De qualquer modo, os romanos, latinos, teriam (e tiveram) dificuldade de crer num semita peludo do "fim do Fim do Mundo", um camponês dos camponeses e, pior ainda, israelita (Roma nutria um desgosto incontrolável por Israel e seu povo rebelde, sempre armando uma revolta e rejeitando a cultura e a religião romanas). Se os discípulos tivessem inventado o Evangelho para persuadir os romanos, fariam como Hitler fez século passado: criariam um Messias perfeitamente compatível com os ideais do povo a ser alcançado. Jesus foi o contrário!
- Um Jesus amigo dos judeus? Certo, se para os romanos o Evangelho não foi atraente, caso tenha sido uma invenção dos apóstolos, pode ter tido direcionamento para os judeus, não como nação de Israel, mas como descendência de Abraão. Ora, como se Jesus ofendeu os judeus de várias maneiras? Desafiou a concepção errônea, porém universal, do sábado (João 9:16), prejudicou os negócios do Templo através de uma baderna (Lucas 19:45-48), até mesmo "ameaçou" destruí-lo (Marcos 13:2), demonstrou uma intimidade com Deus que, aos olhos dos judeus, chegava a soar profana (João 10:30), se considerou Deus (João 10:30-31; João 8:58), falou com samaritanos, odiados pelos judeus (João 4:9), andou com mulheres, pecadores, estrangeiros, camponeses e valorizou crianças, como já citado - tudo "politicamente incorreto". Cristo, analisado sob tais perspectivas, era exatamente o tipo de gente mais odiável para os judeus. Pior ainda é pensar que o Messias morreu de uma forma que o Antigo Testamento considerava digna de "gente maldita" (Deuteronômio 21:22-23), no meio de ladrões (Mateus 27:38) e, pra encerrar, ainda dando a entender, antes de morrer, que Deus o tinha abandonado (Marcos 15:34). Se não fosse verdade, seria inteligente descrever que a morte de Cristo provocou tremores e rasgou o véu do Santo dos Santos aos meio, como um nítido rompimento com a Antiga Aliança? É lógico que isso ofendia os judeus (Marcos 15:38).

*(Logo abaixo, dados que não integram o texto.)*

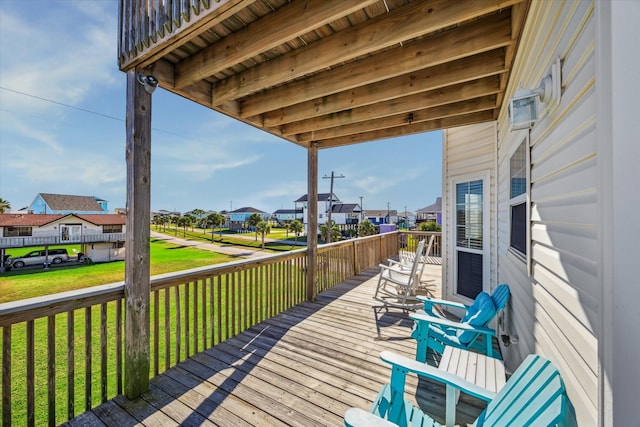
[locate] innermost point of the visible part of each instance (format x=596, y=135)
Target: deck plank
x=306, y=366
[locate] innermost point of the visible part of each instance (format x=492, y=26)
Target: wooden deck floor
x=306, y=366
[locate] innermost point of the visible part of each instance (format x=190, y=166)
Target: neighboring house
x=238, y=218
x=287, y=215
x=46, y=203
x=431, y=213
x=381, y=216
x=101, y=236
x=345, y=213
x=324, y=200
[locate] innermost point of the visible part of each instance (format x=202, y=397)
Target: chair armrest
x=427, y=371
x=419, y=317
x=434, y=301
x=356, y=417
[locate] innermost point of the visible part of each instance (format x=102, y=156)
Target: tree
x=335, y=231
x=429, y=226
x=366, y=228
x=296, y=228
x=198, y=214
x=184, y=222
x=192, y=220
x=173, y=219
x=263, y=227
x=4, y=205
x=253, y=221
x=214, y=220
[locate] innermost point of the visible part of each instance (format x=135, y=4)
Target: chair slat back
x=534, y=395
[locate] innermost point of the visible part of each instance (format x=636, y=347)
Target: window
x=113, y=228
x=518, y=173
x=17, y=231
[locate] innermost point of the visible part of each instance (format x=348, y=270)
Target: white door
x=470, y=257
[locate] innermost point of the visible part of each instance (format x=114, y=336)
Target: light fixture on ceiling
x=523, y=107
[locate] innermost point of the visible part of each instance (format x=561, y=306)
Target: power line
x=84, y=110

- Um Jesus amigo dos gregos? A política quem dominava era Roma, mas a cultura do Mediterrâneo era predominantemente grega. Seria interessante para os apóstolos, caso o Evangelho fosse uma mentira, atraírem os gregos, mostrando uma simpatia de Cristo para com o pensamento de seus filósofos. Mas nem nos gregos Jesus procurou admiração. Além da já citada questão da intelectualidade, os gregos teriam dificuldades em crer num Cristo que morreu e ressuscitou. Para eles a existência de um homem perfeito, excelente, filho de Deus, era aceitável, até porque eles já estavam acostumados com isso, mas a pregação de Cristo, descreditando a necessidade de excelência física e intelectual, juntamente com a forma vergonhosa com que morreu, em oposição à regra grega de que "heróis vivem e morrem cinematograficamente", e a sua ressurreição dos mortos (os gregos eram abertos a muitas ideias, mas esse negócio de "ressurreição" lhes era insano demais, Atos 17:31-33), formavam um combo anti-helênico - não que o cristianismo pregue um afastamento da filosofia grega, pelo contrário, mas os gregos da época de Cristo tinham todos os motivos para não serem cristãos.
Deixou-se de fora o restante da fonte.